Did you know your cat may be of aristocratic lineage? Yes, our very own moggy with his meal time meow and habit of leaving muddy footprints all over the house may in fact be descended from the Cheshire cat or the Egyptian cat goddess Bast.
If you don’t believe me the fact can be verified, here’s what to do: cut off a piece of his ear (just the pointy top bit will do), and if your mog is of blue blood he’ll shriek, “Don’t do that to me! Do you know who I am?” And he’ll proceed to tell you in detail which king or queen was his uncle or aunt and that Dick Whittington’s cat was his cousin’s great great great great great great great great great great great times seven grandparent (cats are a fertile lot).
He’ll also impart to you a few home truths that you’d rather not hear, things you don’t want the neighbours to know, titbits he’s gossiped about whilst sat on the fence by the wheelie bins with his moggy mates, one eye on the lookout for rats and the odd bit of chicken from a rubbish sack. Such stuff is what cats get up to having slipped through the cat flap.
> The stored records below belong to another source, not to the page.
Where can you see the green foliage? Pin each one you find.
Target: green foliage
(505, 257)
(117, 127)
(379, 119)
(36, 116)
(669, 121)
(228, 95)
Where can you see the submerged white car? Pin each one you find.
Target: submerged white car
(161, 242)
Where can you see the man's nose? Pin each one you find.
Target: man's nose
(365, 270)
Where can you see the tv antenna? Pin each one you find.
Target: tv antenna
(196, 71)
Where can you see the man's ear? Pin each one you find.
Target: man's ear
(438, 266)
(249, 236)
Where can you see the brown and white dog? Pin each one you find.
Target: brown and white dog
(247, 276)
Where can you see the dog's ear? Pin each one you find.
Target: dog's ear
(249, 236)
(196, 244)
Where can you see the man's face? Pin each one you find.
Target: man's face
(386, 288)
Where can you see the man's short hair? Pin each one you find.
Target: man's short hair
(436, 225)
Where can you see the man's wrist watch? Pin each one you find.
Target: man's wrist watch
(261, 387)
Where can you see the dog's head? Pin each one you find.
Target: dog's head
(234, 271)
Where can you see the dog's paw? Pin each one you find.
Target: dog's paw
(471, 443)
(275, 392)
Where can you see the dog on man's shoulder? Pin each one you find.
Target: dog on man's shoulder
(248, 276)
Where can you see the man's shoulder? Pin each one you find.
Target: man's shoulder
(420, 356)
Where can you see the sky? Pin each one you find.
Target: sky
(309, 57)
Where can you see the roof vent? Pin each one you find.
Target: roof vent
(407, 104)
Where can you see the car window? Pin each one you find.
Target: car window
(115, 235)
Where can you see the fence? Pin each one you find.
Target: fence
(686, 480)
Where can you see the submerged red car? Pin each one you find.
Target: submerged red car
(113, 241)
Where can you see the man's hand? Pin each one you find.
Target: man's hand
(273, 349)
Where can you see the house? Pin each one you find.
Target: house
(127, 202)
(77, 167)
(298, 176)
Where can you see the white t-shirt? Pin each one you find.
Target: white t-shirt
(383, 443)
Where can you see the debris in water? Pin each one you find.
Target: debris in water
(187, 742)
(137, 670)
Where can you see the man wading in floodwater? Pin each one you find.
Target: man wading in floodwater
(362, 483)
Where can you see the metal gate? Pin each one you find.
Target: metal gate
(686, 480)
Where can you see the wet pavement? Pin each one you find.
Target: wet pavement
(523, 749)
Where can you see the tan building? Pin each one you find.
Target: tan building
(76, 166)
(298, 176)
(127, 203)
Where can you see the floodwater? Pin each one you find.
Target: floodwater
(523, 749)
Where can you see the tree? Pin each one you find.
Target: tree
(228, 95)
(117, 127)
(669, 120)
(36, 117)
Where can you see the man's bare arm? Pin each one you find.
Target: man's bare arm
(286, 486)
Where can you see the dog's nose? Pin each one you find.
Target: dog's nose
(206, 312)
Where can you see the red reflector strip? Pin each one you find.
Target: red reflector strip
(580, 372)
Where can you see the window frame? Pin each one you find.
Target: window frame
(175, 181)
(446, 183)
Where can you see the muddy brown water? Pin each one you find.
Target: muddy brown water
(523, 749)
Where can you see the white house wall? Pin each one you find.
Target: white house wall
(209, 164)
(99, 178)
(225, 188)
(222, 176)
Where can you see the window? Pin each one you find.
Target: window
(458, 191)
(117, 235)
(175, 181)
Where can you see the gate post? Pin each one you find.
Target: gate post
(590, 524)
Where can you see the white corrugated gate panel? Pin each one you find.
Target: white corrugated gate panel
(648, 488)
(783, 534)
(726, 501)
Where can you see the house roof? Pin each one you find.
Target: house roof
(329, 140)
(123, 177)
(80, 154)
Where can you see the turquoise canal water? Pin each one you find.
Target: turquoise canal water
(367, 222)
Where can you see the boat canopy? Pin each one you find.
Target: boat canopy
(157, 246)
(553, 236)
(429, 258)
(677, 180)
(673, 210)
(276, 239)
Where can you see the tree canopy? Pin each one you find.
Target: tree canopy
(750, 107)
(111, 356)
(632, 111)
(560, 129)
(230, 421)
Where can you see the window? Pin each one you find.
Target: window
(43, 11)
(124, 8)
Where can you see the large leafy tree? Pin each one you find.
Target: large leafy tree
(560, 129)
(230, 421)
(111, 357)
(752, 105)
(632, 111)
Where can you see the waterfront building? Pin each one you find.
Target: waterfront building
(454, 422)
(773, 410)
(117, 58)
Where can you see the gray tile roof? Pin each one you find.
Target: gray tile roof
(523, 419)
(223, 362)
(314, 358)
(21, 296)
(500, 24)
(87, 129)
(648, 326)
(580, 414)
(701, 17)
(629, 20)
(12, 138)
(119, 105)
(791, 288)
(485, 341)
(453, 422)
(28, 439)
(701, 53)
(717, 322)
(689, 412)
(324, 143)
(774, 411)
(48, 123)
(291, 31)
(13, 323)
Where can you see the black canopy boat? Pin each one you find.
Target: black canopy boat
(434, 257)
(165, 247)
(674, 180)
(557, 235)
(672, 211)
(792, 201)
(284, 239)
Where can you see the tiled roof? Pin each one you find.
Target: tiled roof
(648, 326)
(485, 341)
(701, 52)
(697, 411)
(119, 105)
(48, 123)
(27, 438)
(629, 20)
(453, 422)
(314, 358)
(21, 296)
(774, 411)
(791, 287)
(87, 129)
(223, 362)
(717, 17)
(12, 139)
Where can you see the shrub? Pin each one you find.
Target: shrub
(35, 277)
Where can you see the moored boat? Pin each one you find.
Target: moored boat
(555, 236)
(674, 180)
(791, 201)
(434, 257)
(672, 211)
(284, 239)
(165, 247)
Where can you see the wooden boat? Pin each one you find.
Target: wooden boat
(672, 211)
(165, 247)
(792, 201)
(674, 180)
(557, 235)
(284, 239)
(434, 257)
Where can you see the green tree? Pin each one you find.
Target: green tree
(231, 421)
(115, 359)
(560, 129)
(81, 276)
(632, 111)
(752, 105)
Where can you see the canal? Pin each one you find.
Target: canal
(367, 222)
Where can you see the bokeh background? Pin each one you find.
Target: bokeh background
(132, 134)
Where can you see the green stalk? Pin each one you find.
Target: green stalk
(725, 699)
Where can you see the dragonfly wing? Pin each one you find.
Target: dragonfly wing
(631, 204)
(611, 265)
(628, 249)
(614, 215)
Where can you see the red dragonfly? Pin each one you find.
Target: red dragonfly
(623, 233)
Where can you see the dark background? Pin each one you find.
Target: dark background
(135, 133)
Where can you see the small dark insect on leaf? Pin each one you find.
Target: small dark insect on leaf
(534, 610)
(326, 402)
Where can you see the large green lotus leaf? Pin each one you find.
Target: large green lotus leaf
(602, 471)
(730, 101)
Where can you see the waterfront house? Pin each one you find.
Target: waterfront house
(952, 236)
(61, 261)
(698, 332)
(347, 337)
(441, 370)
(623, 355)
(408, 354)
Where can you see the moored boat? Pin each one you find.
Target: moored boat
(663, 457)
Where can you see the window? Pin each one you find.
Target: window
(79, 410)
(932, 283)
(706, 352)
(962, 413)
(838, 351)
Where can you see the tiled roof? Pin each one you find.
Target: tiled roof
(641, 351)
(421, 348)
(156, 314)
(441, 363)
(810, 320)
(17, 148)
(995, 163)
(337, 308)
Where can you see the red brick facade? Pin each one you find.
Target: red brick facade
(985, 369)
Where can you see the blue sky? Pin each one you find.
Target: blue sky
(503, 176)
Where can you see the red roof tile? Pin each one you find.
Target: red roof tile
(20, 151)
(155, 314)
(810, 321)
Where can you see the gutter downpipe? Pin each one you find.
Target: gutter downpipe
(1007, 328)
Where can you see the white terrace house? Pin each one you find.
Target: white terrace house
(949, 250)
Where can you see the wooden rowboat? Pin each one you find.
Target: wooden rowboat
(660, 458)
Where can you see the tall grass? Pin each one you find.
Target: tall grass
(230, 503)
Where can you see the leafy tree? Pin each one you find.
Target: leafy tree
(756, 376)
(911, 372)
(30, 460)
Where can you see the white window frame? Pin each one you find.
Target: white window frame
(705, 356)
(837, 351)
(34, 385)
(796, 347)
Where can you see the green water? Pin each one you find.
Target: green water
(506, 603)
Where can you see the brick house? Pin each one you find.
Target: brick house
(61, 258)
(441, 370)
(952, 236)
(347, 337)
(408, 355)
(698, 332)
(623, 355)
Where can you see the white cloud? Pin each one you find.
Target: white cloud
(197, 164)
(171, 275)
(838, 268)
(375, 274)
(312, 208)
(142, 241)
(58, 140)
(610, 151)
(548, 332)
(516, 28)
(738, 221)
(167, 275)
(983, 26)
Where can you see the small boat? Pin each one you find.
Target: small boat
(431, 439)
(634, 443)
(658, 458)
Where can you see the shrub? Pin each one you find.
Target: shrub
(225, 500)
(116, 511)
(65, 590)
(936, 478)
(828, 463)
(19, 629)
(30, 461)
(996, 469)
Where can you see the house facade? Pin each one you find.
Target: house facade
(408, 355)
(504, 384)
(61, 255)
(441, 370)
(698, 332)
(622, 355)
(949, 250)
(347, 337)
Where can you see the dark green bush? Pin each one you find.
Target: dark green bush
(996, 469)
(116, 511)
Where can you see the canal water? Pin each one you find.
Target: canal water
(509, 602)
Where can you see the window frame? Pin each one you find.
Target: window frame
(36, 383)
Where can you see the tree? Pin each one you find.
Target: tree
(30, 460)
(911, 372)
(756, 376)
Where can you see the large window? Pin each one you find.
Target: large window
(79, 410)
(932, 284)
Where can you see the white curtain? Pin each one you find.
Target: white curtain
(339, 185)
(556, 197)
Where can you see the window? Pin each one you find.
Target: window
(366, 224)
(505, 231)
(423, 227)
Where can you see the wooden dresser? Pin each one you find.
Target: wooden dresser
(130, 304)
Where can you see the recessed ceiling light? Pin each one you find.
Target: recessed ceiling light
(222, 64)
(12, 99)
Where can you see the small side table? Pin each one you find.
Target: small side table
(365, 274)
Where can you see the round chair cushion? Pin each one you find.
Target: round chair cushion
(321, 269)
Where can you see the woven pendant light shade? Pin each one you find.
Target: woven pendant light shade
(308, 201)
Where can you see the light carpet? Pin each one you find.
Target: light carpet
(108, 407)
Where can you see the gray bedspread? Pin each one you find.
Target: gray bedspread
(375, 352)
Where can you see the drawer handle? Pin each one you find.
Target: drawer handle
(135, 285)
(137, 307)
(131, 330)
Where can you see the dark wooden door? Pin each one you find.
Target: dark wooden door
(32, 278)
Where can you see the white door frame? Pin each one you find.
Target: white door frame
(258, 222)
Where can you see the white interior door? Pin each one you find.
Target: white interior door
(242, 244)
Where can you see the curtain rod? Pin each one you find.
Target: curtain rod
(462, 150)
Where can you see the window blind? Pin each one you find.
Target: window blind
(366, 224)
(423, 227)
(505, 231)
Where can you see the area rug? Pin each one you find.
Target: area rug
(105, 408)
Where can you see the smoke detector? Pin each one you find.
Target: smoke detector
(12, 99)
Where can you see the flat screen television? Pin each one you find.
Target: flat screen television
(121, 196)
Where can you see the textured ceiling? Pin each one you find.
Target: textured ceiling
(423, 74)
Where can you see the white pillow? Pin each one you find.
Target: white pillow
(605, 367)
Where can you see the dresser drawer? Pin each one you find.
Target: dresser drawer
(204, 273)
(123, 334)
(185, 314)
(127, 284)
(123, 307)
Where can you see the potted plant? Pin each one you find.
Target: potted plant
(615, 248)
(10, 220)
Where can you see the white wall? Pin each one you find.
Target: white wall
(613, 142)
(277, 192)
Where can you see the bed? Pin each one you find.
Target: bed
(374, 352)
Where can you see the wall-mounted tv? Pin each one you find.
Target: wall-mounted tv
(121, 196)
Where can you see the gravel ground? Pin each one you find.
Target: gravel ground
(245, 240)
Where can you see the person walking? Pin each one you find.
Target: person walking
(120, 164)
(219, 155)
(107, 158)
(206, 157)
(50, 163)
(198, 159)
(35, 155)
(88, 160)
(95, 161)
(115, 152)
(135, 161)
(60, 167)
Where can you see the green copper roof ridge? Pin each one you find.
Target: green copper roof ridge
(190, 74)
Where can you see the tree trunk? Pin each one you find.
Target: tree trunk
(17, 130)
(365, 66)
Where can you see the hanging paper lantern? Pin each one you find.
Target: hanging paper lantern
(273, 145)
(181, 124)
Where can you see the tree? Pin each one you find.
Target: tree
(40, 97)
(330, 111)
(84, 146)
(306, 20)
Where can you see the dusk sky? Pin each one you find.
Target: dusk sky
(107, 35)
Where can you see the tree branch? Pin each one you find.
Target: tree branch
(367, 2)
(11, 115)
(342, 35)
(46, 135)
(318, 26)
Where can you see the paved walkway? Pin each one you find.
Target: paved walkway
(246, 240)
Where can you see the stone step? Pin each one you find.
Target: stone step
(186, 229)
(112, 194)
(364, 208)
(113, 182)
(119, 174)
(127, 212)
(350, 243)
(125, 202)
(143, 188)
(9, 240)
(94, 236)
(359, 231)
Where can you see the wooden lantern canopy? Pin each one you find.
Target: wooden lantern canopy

One man a few centuries back did something terrible to his cat: he cut off its head and chucked it on the fire. As the eyes popped out the mouth twisted and hissed, “Go tell you wife you’ve cut off the head of the King of the Cats. You shall be avenged for such an act.”
A year on he was playing with his wife’s new kitten (women in those days couldn’t get a divorce, alas) which was sweet as pie till it lunged at his throat, sinking its claws and teeth into his windpipe. The bloke died in agony that very night.
So be warned, you may have a Royal Cat sat right now on your lap, or meowing to be let in for his tuna chunks and a nap on your favourite cushion which he’ll cover with hairs as he’s curled up dreaming malevolently of birds.